19.11., Sonntag. Nach dem Samstagabend kamen mir erste Zweifel an der »Schöllerflotte« im niederbayerischen Thermenmeer. Was wohl hat den Lebkuchen- und Eisbaron aus Nürnberg veranlasst, an diesen Platz des damaligen Griesbach so ein Hotel hinzustellen? Gesäumt von Straßen, wo es tonnenweise Fasanenwiesen und Rotwildwälder gibt?
Ich muss nicht alles verstehen.
Nachschlag also im El Sótano in Bad Griesbach. Malte bediente, das war gut. Das Bier war schnell und 4° zu warm, das war nicht gut. Die Sopa de Quesa Chihuahua (3,50 €) zog eine widerliche Haut und schmeckte köstlich. Die Fleischstreifen des Puntas de filet a la Mexicana (11,00 €) waren zur Hälfte flaxig, auch zäh. Auf jeden Fall dem Wort »filet« nicht würdig. Das war nicht gut. Die scharfe Enchilada war leider nur feurig rot. Ich musste sogar nachsalzen. Versöhnt wurde ich, weil ich aufpreisfrei die Gitterkartoffel gegen eine Ofenkartoffel mit prima Sour-Cream eintauschen konnte.
Wahrscheinlich kochen die im Columbia mit dem selben Wasser, wie die anderen auch.
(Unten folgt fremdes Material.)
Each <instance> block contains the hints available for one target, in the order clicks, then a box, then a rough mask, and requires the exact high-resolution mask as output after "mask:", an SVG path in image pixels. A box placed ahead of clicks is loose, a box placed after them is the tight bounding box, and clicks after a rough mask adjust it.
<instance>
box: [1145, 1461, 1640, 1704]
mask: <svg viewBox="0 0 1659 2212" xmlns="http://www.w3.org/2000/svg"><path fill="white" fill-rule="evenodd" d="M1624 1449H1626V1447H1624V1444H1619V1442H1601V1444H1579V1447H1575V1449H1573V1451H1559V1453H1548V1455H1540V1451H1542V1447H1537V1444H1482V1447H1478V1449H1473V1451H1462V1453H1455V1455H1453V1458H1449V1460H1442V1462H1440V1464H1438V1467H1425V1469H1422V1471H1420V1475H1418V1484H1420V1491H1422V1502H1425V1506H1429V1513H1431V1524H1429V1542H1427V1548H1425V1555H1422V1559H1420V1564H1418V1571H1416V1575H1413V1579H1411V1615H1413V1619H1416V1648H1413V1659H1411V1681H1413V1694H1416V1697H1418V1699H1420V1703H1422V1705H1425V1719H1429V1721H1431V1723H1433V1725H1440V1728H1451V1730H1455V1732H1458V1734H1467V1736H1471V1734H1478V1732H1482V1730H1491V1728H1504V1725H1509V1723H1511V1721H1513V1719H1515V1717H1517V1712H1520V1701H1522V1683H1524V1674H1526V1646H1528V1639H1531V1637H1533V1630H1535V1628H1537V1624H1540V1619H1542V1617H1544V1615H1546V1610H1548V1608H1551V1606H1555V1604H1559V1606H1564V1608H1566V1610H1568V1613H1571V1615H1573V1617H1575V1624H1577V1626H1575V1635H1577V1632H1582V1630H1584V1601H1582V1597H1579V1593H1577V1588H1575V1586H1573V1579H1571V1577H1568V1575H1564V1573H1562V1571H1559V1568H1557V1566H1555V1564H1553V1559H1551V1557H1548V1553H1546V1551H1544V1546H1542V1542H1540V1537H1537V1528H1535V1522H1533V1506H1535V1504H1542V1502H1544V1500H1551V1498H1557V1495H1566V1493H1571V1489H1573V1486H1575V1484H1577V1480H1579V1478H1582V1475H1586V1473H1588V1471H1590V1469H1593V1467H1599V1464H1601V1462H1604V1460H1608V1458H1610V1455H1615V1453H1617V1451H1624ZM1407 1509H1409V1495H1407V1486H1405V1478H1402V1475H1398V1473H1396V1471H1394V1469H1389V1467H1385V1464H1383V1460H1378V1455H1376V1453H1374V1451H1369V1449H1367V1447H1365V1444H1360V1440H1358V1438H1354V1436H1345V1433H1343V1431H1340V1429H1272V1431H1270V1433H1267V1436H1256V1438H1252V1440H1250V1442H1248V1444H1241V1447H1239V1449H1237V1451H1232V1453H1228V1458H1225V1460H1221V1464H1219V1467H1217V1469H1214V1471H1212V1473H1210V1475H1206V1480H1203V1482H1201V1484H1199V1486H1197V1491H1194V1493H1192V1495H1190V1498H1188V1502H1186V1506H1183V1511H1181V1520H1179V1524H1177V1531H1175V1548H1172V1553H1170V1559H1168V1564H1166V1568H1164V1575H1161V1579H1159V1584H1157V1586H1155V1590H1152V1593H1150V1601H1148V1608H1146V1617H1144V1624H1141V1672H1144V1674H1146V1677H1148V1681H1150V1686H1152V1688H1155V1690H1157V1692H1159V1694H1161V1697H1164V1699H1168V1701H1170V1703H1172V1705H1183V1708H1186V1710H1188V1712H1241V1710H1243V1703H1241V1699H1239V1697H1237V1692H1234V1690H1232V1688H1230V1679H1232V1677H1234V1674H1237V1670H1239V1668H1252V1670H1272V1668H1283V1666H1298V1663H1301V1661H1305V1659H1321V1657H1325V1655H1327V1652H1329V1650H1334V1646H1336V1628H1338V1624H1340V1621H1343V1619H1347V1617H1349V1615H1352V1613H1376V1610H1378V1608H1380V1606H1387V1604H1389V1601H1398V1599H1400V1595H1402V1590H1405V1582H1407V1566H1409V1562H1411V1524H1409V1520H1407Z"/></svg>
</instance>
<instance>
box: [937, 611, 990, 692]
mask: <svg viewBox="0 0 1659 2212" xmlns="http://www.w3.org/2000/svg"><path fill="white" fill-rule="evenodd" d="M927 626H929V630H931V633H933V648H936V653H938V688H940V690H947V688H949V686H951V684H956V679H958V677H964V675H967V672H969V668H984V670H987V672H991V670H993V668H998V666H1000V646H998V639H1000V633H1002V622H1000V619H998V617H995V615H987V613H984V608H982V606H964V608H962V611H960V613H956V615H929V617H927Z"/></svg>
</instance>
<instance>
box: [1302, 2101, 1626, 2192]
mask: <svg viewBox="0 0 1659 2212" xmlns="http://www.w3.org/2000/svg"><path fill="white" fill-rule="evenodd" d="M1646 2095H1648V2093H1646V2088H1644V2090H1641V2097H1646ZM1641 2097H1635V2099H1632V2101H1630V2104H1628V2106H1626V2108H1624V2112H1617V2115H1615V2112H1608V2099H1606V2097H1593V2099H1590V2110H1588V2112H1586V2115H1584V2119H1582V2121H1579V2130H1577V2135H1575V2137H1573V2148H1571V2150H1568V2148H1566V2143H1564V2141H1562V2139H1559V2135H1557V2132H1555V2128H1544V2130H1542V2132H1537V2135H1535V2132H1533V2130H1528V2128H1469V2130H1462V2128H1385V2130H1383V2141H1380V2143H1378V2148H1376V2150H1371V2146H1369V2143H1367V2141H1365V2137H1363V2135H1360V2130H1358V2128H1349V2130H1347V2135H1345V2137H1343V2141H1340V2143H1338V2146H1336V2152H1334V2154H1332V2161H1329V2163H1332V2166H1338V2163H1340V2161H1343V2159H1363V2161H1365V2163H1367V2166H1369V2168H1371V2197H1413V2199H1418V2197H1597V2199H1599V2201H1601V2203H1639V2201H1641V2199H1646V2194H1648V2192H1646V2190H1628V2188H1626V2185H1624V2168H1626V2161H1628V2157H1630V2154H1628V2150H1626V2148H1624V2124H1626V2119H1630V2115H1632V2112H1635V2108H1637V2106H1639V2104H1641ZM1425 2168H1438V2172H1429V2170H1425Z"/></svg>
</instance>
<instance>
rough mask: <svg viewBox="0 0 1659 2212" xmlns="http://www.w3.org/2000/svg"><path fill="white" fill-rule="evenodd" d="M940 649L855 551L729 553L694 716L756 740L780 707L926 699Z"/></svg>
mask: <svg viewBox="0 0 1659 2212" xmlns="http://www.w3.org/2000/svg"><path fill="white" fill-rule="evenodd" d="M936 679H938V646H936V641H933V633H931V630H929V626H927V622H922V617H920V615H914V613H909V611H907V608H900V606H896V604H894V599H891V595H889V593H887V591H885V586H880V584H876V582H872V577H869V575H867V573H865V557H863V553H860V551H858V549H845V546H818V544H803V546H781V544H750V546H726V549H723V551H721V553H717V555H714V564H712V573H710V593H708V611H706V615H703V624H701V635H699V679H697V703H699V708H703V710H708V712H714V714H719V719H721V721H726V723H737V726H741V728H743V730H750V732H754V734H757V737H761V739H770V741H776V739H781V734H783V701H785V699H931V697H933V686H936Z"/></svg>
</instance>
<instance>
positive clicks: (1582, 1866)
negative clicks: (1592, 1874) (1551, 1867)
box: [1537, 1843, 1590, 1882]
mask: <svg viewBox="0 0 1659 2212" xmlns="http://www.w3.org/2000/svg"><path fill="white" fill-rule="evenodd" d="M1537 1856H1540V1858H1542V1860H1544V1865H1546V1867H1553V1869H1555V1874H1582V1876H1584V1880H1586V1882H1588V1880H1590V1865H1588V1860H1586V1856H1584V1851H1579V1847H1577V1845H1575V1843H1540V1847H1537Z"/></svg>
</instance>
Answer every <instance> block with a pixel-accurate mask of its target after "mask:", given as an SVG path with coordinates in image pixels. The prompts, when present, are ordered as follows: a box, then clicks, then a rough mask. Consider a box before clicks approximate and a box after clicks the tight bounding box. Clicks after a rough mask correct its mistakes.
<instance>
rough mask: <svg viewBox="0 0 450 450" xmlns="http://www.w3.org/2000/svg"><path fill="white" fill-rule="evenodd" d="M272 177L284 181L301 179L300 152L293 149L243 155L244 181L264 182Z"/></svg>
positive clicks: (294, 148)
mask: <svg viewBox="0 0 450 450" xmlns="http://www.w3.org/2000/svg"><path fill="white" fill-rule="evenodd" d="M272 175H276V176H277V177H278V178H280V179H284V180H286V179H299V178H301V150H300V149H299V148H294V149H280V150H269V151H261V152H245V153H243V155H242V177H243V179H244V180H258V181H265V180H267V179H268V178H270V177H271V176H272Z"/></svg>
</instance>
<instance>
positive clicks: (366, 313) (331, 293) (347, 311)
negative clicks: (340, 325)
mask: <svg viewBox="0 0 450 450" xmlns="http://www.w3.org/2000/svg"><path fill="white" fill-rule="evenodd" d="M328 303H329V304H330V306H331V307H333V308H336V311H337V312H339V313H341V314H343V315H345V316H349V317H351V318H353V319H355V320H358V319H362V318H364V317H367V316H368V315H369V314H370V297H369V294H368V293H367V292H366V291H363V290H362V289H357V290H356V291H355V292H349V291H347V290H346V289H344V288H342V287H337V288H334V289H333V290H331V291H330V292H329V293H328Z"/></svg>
20.11., Montag. Zum Abschuss nach Rotthalmünster, zu Sonja und Fritz Brunnhuber in den Brauereigasthof Herndl. Fritz, bitte das nächste Mahl den Gurkensalat mit Dill. Wenn schon der Schweinsbraten alle ist. Sonst kannst Du Deine Anglerei aufgeben, weil keiner mehr bei Dir anbeißen will. G'rad noch die Sonja. Aber die beißt eh besser, wie hundert andere. Einmal von Deinem Weib gebissen werden, ein Traum! Eine echte Wirtschaft, wahrhaftes Niederbayern pur. Mehr sog i ned.

Am Abend dann doch noch Glust auf Härte Zehn. Ortenburg, zum Lächeln ins Taj Mahal. Es war nur Härte drei, sie kochen leider auch nur mit Wasser. Witz lass nach. Ich hasse dieses Alufolientellertheater ungemein. Die pappigsüße Soße kenne ich bei mir als Thai Chili Sauce. Das Huhn war o.k.. Das ist mir aber zu wenig. Die Euphorie ist zertrümmert. Damit rutschen sie mit großer Wahrscheinlich heraus aus Band 4. So spielt eben das Leben!